CELA arrive encore parfois : quelque part en Amérique latine, une pièce de théâtre se transforme en un pôle de force qui active la culture et la société. Elle peut être jouée à guichets fermés, Le nombre de spectateurs atteignant ou dépassant deux mille pour cent de l’audience habituelle, ou, au contraire, être ignorée du public mais éveiller un intérêt immense dans le milieu culturel du théâtre : elle projette alors médiatiquement son influence à travers les multiples réalisations et expériences qui s’en alimentent. Qu’il s’agisse d’un théâtre de laboratoire ou d’un théâtre de grande portée sociale, son caractère de « phénomène » indique que l’on a touché un point particulièrement sensible de la culture, relié d’une façon ou d’une autre à des besoins profonds et grandement insatisfaits. L’avidité et le plaisir ludique avec lesquels on assiste à ce genre de spectacles revitalisent la valeur rituelle du théâtre. Ils permettent d’entrevoir ses potentialités originelles qui se trouvent fréquemment ternies par d’autres formes plus digestes de consommation culturelle ou, même, par le « théâtre mort » local, un des grands responsables de la perte du lien vital entre le théâtre et la société.
Au cours des quinze dernières années, on relève quelques mises en scène latino-américaines remarquables : MACUNAÌMA au Brésil, LILA LA MARIPOSA à Cuba, Los MUSICOS AMBULANTES au Pérou, et LA NEGRA ESTER au Chili. Je pense que l’analyse de ces « phénomènes » récents peut révéler quelque chose du potentiel et des caractéristiques de notre théâtre latino-américain contemporain.

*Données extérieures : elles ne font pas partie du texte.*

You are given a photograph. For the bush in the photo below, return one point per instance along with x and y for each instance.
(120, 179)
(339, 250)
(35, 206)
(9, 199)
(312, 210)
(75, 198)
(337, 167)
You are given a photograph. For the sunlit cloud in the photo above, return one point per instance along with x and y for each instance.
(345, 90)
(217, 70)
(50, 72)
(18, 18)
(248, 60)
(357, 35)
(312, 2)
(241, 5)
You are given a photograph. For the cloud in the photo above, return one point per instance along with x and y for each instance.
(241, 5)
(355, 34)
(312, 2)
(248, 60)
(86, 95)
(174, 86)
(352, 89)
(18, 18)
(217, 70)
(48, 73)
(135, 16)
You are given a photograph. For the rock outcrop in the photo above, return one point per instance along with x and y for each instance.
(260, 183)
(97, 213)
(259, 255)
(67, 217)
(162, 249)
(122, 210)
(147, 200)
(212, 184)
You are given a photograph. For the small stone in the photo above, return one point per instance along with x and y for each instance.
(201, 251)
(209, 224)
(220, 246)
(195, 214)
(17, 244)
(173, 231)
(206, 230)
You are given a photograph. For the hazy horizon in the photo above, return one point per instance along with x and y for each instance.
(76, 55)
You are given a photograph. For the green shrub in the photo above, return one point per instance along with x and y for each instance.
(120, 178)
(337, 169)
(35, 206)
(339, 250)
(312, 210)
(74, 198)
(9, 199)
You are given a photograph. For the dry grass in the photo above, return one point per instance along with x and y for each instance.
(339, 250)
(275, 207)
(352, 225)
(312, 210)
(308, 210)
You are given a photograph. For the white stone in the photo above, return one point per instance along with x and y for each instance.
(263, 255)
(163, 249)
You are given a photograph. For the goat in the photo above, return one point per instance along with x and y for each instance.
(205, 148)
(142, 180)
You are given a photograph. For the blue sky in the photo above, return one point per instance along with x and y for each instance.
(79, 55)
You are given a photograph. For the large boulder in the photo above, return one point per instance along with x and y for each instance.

MACUNAÌMA (1978) est une pièce tirée du roman de Mario de Andrade, qui s’inspire de personnages, de mythes et de légendes populaires. Un « antihéros », Macunaìma, incarne successivement les diverses possibilités d’être brésilien : indien, nègre et blanc. De la jungle de la nature à la jungle dévorante de la ville, nous suivons l’expérience magique de ce diablotin brésilien dans son passage dramatique d’un monde à un autre, d’une incarnation à une autre. Dans la grande ville de l’argent et du blanc, il subit toutes les vicissitudes du marginal et du déraciné, mais avec la réserve toujours présente de son expérience ancestrale.
Sans perdre la structure narrative du mythe, MACUNAÌMA est traduit théâtralement en genre épique. Mais, même à l’époque de la prédominance du courant brechtien en Amérique latine1, la pièce n’est pas réaliste mais magique, elle s’ouvre à l’élément mystérieux et multiple de l’indo-africain. La tentation du modernisme éclairé se trouve ainsi éludée.
Le metteur en scène Antünes Filho orchestre une chorégraphie saisissante, avec un emploi particulier de l’espace-temps-son. Il établit des conventions diverses, comme la manipulation d’un même objet (le papier journal, par exemple) à travers diverses projections symboliques, et va jusqu’à convertir les corps humains en sculptures d’une grande force expressive. Cela est possible grâce à la participation d’un groupe d’acteurs ayant reçu un entraînement corporel et vocal précis.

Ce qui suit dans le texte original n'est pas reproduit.